50mila e seicento euro di multe elevate dal primo settembre 2013 al 10 settembre 2014. Ma soprattutto un deterrente per gli irriducibili.
Basti pensare che le sanzioni sono state 244, di queste undici a cittadini che avevano abbandonato addirittura veicoli.
Un lavoro certosino, 501 sopralluoghi, 121 in abiti borghesi e con auto prive di scritte e 22 con l’ausilio di telecamere. Per stanare i più ostinati.
244 le sanzioni. In sessantotto casi il trasgressore è stato identificato, perché gli agenti erano in borghese, mentre 176 volte l’identificazione è avvenuta aprendo le buste abbandonate e ricercando tracce utili, documenti.
171 sanzioni hanno riguardato Viterbo fuori le mura, 73 il centro storico.
188 viterbesi hanno potuto pagare in forma ridotta, comunque 150 euro. Non sono pochi. Sarebbe di sicuro costato meno gettare i rifiuti in modo corretto, mentre a venti è andata meno bene.

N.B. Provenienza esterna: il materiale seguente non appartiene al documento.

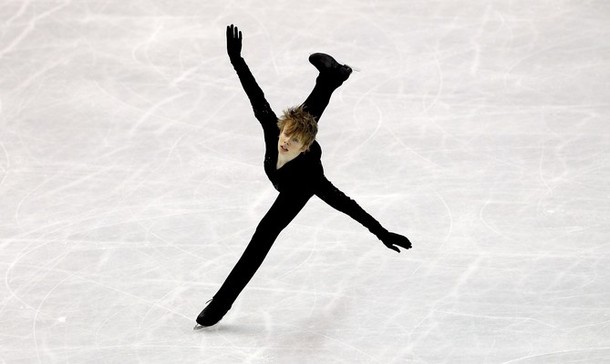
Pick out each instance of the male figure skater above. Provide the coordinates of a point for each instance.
(292, 163)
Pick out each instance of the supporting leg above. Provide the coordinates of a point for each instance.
(281, 213)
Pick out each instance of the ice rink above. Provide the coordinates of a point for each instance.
(131, 180)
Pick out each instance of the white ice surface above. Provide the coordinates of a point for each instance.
(131, 180)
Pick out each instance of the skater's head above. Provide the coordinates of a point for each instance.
(298, 130)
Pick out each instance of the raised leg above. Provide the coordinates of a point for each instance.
(332, 75)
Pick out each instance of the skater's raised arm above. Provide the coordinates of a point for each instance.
(262, 109)
(338, 200)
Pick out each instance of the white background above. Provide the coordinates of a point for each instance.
(131, 180)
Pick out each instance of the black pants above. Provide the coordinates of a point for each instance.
(281, 213)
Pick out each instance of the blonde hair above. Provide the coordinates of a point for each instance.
(296, 121)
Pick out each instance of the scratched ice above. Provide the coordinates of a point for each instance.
(131, 179)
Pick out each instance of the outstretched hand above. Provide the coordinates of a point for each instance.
(393, 241)
(234, 38)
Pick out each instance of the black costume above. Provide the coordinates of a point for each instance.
(297, 181)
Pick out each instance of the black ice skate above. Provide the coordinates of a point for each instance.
(329, 68)
(211, 314)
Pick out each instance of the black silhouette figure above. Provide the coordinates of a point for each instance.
(292, 163)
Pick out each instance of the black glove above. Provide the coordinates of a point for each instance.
(393, 241)
(233, 42)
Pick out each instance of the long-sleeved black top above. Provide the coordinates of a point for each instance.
(302, 177)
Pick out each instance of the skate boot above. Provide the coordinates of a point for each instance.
(211, 314)
(329, 68)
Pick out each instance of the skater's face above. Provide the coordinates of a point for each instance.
(290, 145)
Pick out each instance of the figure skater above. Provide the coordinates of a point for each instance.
(292, 163)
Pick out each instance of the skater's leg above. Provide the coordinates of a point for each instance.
(283, 210)
(332, 75)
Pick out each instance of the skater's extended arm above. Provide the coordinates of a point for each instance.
(261, 107)
(338, 200)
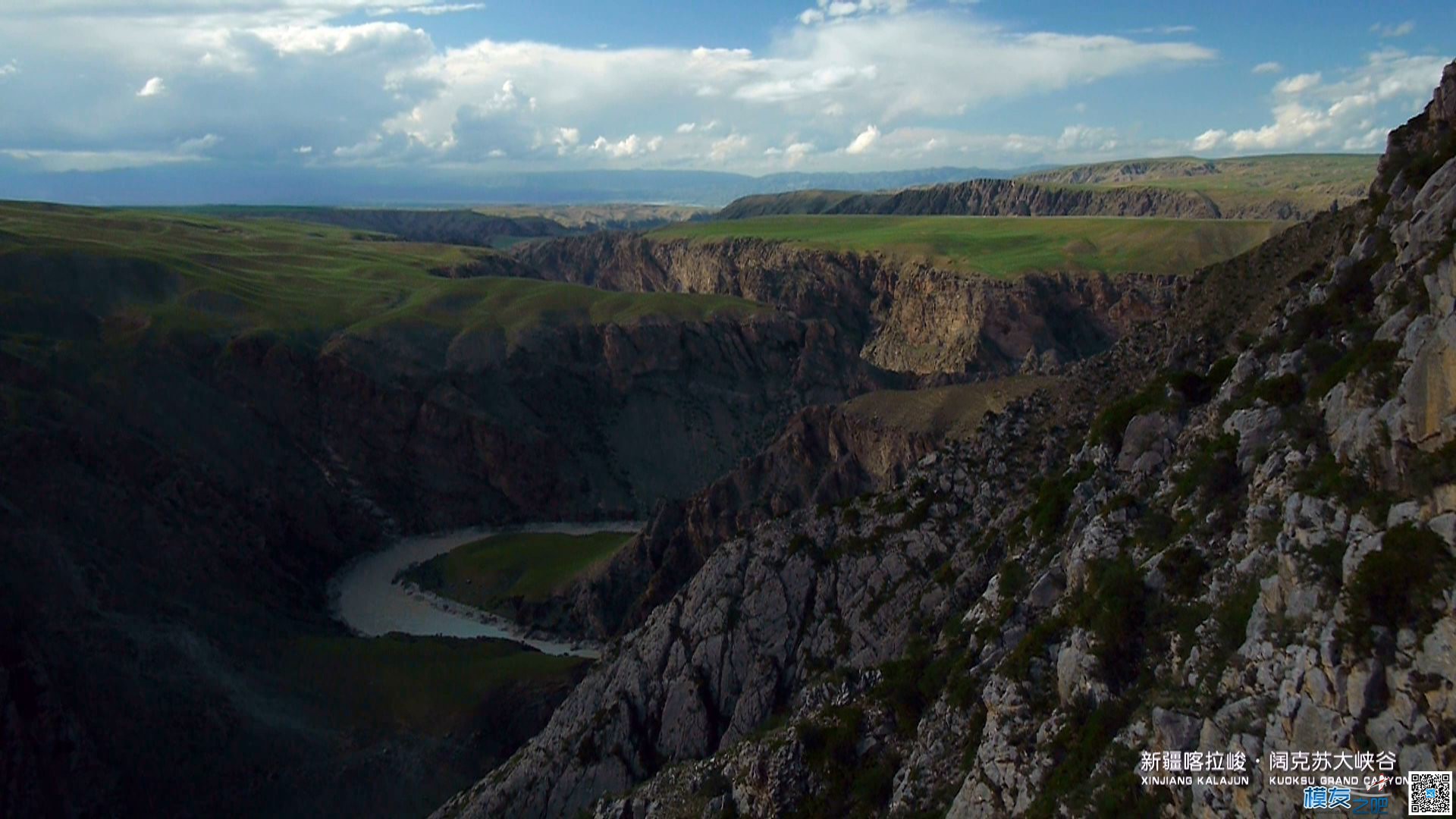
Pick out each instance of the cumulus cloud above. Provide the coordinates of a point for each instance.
(1296, 85)
(792, 155)
(728, 146)
(375, 91)
(829, 11)
(628, 148)
(1389, 33)
(864, 142)
(1348, 114)
(1166, 30)
(153, 88)
(428, 11)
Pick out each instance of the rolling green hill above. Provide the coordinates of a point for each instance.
(1310, 181)
(1006, 246)
(158, 271)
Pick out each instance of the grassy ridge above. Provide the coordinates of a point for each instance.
(1006, 246)
(492, 572)
(231, 276)
(431, 686)
(1310, 181)
(946, 411)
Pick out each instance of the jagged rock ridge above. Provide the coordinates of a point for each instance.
(1201, 557)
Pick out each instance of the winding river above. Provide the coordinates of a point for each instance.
(367, 599)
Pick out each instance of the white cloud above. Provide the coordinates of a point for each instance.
(864, 142)
(1166, 30)
(91, 161)
(628, 148)
(792, 155)
(836, 9)
(153, 88)
(428, 11)
(200, 145)
(1389, 33)
(1296, 85)
(1353, 112)
(727, 148)
(1085, 137)
(381, 91)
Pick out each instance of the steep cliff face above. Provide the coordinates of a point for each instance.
(1206, 539)
(823, 457)
(174, 502)
(905, 318)
(1012, 197)
(573, 422)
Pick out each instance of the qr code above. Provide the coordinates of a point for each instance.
(1429, 793)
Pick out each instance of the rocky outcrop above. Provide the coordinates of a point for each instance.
(900, 316)
(1103, 572)
(1009, 197)
(172, 506)
(564, 423)
(823, 457)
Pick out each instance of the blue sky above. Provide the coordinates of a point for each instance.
(753, 86)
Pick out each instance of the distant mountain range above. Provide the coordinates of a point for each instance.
(193, 184)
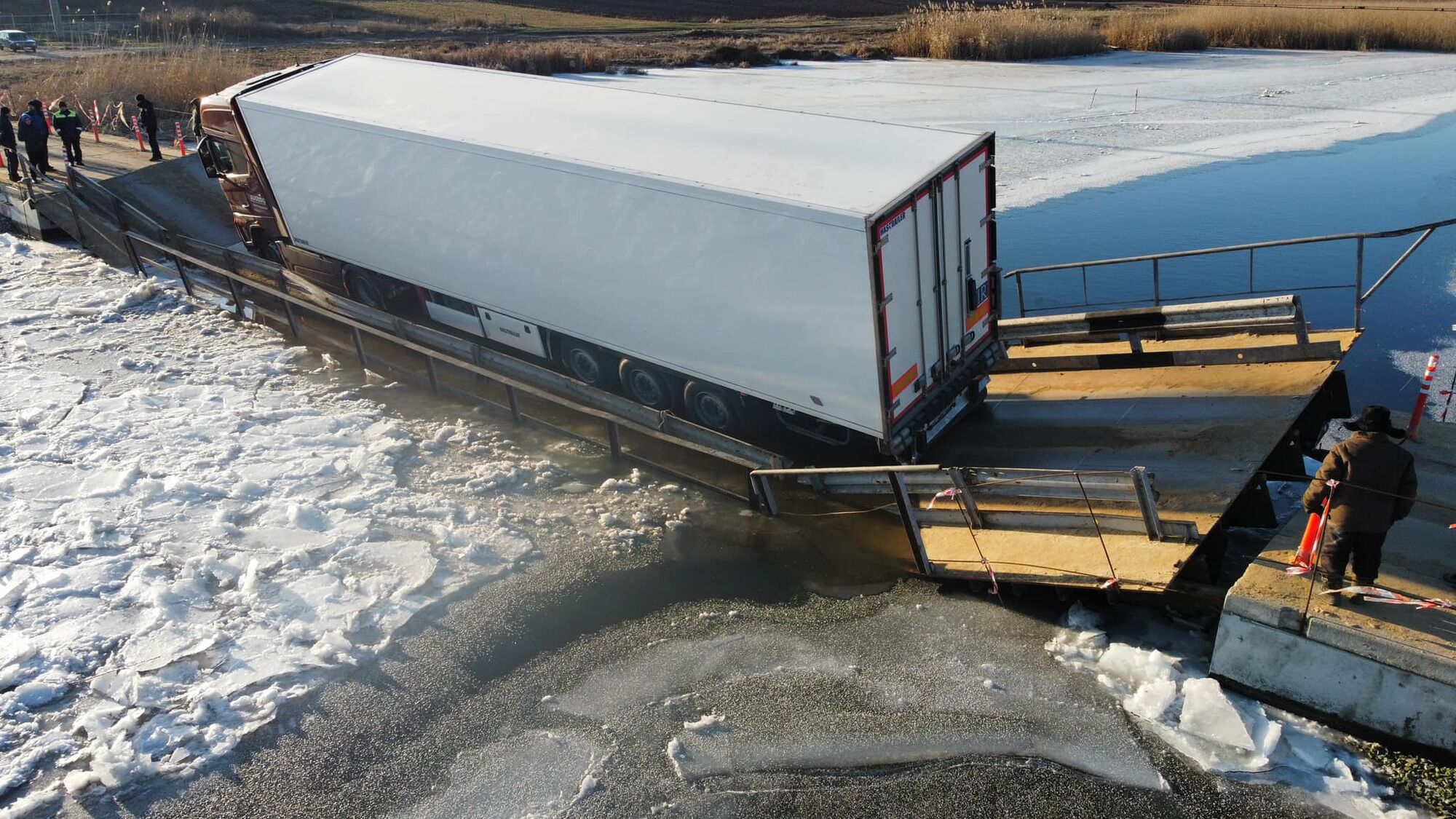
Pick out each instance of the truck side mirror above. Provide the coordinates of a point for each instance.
(205, 151)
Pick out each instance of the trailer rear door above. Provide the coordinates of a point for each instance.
(934, 257)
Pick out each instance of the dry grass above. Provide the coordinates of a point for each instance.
(170, 75)
(1142, 31)
(1342, 30)
(966, 31)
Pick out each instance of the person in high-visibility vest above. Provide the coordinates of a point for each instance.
(71, 124)
(12, 161)
(1377, 488)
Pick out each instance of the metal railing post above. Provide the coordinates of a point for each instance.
(615, 440)
(293, 318)
(187, 280)
(133, 256)
(1398, 263)
(761, 494)
(1147, 502)
(515, 401)
(359, 346)
(912, 523)
(238, 298)
(1359, 282)
(963, 486)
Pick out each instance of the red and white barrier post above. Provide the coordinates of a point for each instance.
(1423, 397)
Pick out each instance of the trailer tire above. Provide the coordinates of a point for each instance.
(587, 363)
(366, 288)
(646, 384)
(713, 407)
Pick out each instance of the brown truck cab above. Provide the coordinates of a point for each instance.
(228, 157)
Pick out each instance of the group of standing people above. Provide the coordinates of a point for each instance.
(34, 132)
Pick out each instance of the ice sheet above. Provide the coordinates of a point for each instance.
(191, 531)
(1163, 681)
(905, 685)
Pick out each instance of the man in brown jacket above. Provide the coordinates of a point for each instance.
(1377, 488)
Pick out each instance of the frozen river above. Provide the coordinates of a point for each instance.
(237, 580)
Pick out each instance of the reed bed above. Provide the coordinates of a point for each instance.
(171, 75)
(970, 31)
(966, 31)
(1340, 30)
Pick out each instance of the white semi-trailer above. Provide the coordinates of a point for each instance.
(726, 261)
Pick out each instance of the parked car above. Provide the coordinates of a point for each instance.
(17, 40)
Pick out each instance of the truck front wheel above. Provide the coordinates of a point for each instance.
(646, 384)
(365, 288)
(713, 407)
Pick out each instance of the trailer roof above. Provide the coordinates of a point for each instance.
(809, 159)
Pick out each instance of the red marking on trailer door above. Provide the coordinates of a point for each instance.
(905, 381)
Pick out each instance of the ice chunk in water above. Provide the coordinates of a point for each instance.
(1209, 714)
(1151, 700)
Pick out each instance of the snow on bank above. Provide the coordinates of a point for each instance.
(1064, 126)
(193, 529)
(1171, 695)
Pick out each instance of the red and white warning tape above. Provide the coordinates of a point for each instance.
(1377, 595)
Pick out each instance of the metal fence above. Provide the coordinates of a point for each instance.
(1254, 288)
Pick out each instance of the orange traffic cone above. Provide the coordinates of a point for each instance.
(1314, 534)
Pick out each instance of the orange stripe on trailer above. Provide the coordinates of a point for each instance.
(979, 315)
(905, 381)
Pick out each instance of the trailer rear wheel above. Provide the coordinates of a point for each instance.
(587, 365)
(713, 407)
(646, 384)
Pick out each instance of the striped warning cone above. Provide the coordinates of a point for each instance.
(1423, 397)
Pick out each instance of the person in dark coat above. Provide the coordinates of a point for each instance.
(71, 124)
(194, 120)
(149, 123)
(36, 133)
(8, 143)
(1377, 488)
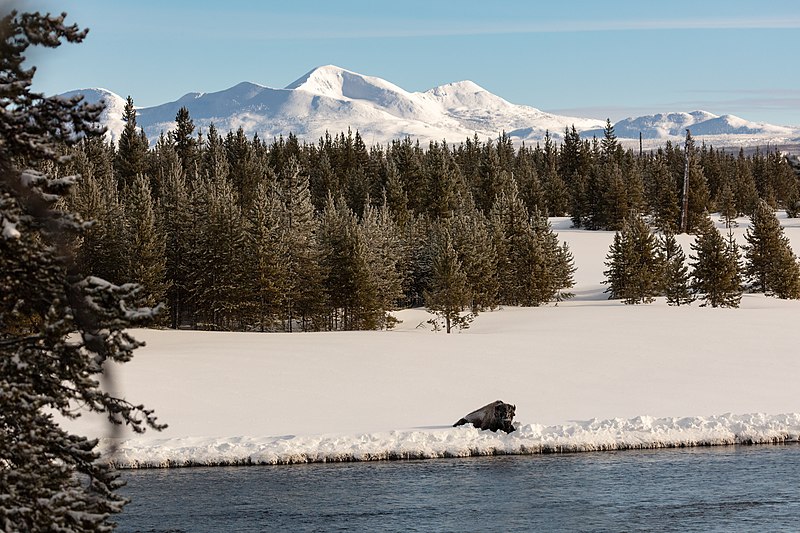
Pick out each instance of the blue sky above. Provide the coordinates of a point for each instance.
(600, 59)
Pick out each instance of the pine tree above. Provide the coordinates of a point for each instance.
(381, 238)
(727, 206)
(664, 195)
(174, 215)
(676, 272)
(215, 276)
(266, 279)
(715, 268)
(299, 244)
(145, 262)
(609, 143)
(770, 264)
(58, 329)
(185, 143)
(448, 295)
(472, 240)
(132, 149)
(635, 268)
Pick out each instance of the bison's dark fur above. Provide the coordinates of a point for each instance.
(494, 416)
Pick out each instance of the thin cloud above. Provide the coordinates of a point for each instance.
(427, 28)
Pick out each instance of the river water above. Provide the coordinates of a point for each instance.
(724, 488)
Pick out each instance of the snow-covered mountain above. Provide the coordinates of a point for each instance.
(111, 116)
(333, 99)
(701, 123)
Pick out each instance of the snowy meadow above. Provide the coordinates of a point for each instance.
(585, 374)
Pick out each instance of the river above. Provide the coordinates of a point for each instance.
(723, 488)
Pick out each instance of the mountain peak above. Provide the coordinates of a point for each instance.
(324, 77)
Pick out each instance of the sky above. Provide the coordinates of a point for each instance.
(582, 58)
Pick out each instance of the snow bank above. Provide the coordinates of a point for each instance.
(593, 435)
(347, 395)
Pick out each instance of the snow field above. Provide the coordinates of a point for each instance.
(586, 374)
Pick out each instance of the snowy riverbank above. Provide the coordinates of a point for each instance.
(430, 443)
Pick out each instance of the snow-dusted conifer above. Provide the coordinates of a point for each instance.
(58, 329)
(132, 149)
(634, 272)
(145, 245)
(448, 295)
(676, 272)
(715, 268)
(770, 264)
(726, 204)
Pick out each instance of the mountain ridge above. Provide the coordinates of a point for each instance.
(333, 99)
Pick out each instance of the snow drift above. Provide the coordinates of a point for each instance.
(587, 374)
(593, 435)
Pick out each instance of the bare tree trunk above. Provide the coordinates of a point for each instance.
(685, 198)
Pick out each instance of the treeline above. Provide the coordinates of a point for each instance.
(643, 265)
(238, 233)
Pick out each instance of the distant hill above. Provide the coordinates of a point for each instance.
(333, 99)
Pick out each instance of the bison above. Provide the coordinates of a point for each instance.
(494, 416)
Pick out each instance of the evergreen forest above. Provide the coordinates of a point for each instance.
(238, 233)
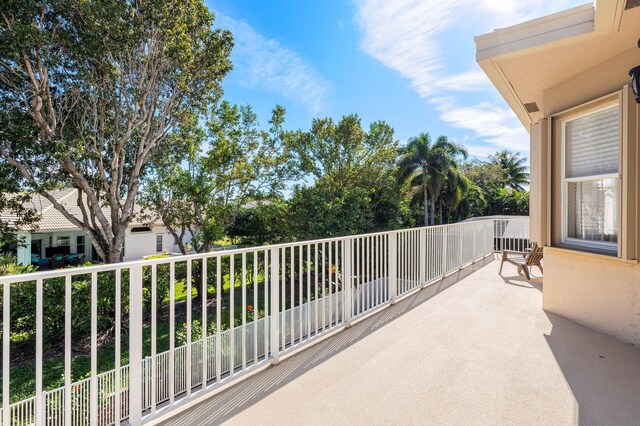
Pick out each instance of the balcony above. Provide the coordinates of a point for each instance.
(390, 327)
(475, 348)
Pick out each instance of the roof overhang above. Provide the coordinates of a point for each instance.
(524, 60)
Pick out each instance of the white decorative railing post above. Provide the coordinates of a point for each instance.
(475, 231)
(347, 282)
(6, 363)
(461, 239)
(39, 414)
(445, 253)
(275, 307)
(423, 257)
(393, 266)
(135, 344)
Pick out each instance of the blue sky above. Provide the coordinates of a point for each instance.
(410, 63)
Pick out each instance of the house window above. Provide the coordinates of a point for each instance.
(63, 241)
(139, 229)
(80, 244)
(591, 146)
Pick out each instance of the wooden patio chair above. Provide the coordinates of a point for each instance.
(523, 260)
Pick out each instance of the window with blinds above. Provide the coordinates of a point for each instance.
(592, 145)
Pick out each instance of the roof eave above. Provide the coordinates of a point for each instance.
(565, 27)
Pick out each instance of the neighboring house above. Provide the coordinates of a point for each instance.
(54, 235)
(566, 77)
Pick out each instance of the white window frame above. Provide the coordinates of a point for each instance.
(63, 237)
(599, 245)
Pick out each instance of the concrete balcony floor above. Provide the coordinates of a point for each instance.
(475, 349)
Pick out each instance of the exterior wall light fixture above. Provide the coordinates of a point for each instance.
(635, 79)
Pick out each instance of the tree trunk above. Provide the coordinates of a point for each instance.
(433, 212)
(426, 205)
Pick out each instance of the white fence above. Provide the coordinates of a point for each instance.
(302, 283)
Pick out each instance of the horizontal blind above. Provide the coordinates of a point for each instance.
(592, 144)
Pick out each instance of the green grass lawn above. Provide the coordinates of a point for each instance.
(23, 376)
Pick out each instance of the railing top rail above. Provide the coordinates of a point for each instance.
(83, 270)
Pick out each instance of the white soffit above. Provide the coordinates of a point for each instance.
(570, 26)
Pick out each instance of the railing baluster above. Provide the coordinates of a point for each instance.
(300, 275)
(218, 319)
(292, 298)
(393, 262)
(256, 308)
(189, 326)
(308, 291)
(154, 332)
(244, 311)
(358, 257)
(118, 322)
(172, 332)
(232, 317)
(205, 324)
(317, 275)
(275, 309)
(39, 406)
(93, 417)
(135, 345)
(67, 350)
(268, 313)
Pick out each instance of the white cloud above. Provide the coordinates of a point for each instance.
(498, 127)
(412, 38)
(474, 80)
(261, 62)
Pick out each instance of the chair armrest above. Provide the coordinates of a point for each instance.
(520, 253)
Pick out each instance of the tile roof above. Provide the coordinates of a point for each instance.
(52, 219)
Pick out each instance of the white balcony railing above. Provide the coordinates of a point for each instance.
(296, 292)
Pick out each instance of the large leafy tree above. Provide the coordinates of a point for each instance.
(514, 166)
(199, 195)
(426, 165)
(103, 85)
(354, 188)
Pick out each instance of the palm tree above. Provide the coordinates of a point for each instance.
(425, 165)
(514, 167)
(452, 194)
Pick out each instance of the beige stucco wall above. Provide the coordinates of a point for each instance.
(601, 292)
(597, 291)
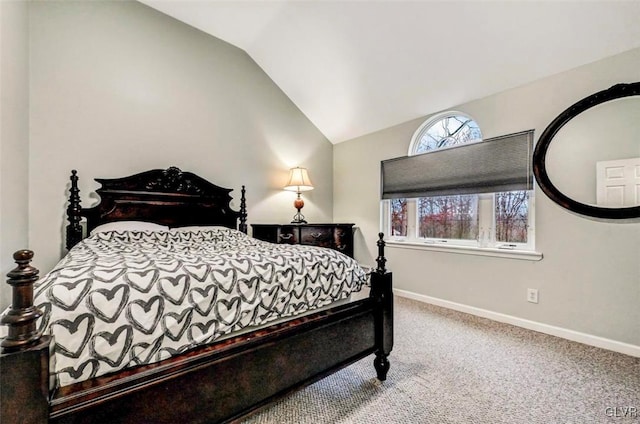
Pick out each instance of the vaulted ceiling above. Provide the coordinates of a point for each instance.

Applicata la riduzione, ma a trecento euro e per 23 la misura ridotta è significato qualcosa come seicento euro ciascuno.
Occhio anche all’esposizione corretta dei mastelli. Confondere il giorno della plastica con quello del vetro o viceversa significa correre il rischio di prendere una multa pari a duecento euro. Tredici viterbesi lo sanno benissimo.
Il totale di un anno di sanzioni supera i cinquantamila euro. Soldi che potevano essere facilmente risparmiati con un minimo sforzo e di buona volontà.
L’anno di controlli da parte della polizia locale, poi, ha confermato quello che è qualcosa in più di un sospetto.
Le persone colte con le mani nel sacco nei pressi d’isole di prossimità o discariche, nell’ottanta per cento dei casi non erano residenti a Viterbo. Circostanza confermata anche dagli accertamenti del corpo forestale.
“Si tratta – spiega il vice sindaco Luisa Ciambella – di una capillare e scrupolosa attività d’indagine, svolta dai nuclei ambiente e sicurezza e decoro dalla Polizia Locale di Viterbo. Interventi portati avanti anche grazie al Corpo Forestale dello Stato, che hanno consentito d’individuare i trasgressori e a dare un segnale chi si ostina a non rispettare le regole legate al decoro cittadino e al rispetto dell’ambiente”.
Un lavoro che andrà avanti. “L’amministrazione – continua Ciambella – nonostante le difficoltà economiche, intende continuare su questa strada, intensificando i controlli”.
Un dato in particolare ha colpito il vice sindaco: “L’80% degli abbandoni indiscriminati di rifiuti presso isole di prossimità e nelle zone adibite a discarica sono riconducibili a persone non residenti nel territorio viterbese.
Circostanza su cui riflettere e concentrare la nostra attenzione”.